Ce dimanche, Sara a détourné Maurice et Léa de leur objectif — alors qu’ils ne s’étaient pas encore interrogés sur le choix entre le côté de Green Garden & Co et le côté de Paysage & Jardin Concept, Léa ne pouvant se défaire de sa lecture dévorante bien au-delà du samedi consacré à ce vice impuni, car, à peine l’avait-elle terminée qu’elle la reprenait à son début — pour les entraîner à venir marcher dans la nature.
En chemin, à la première halte précisément, pour reprendre son souffle et regarder alentour, Léa poursuit sa lecture qu’elle avait interrompue à contrecœur car le livre, qui célèbre l’amitié comme jamais l’amitié fut célébrée, n’offre pas le moindre interstice pour s’arrêter, reprendre souffle, regarder alentour.
— « S’il y avait des amis chez moi, il faisait des promenades avec mes amis et moi, à contrecœur, mais il les faisait.

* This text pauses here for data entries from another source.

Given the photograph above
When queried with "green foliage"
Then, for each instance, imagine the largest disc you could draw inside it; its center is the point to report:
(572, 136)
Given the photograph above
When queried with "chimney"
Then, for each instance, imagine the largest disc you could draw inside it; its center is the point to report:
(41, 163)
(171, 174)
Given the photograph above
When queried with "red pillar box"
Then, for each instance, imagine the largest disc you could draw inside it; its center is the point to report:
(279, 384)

Moi non plus je n’aime pas les promenades, depuis toujours je ne me promène qu’à contrecœur, c’est toujours à contrecœur que je fais des promenades, mais avec des amis, je fais des promenades, et de telle manière que ces amis s’imaginent que je suis un promeneur passionné, car je me promène toujours de manière si théâtrale qu’ils n’en reviennent pas. Je n’ai absolument rien d’un promeneur, et je ne suis davantage un ami de la nature ni quelqu’un qui connaît la nature. »
Sara, puis Maurice, poursuivent la promenade en faisant semblant d’abandonner Léa.
— « Mais quand des amis sont là, je marche de telle manière qu’il s’imaginent que j’aime me promener, que j’aime la nature et que je connais la nature. Je ne connais absolument pas la nature, et je la déteste, parce qu’elle me tue. »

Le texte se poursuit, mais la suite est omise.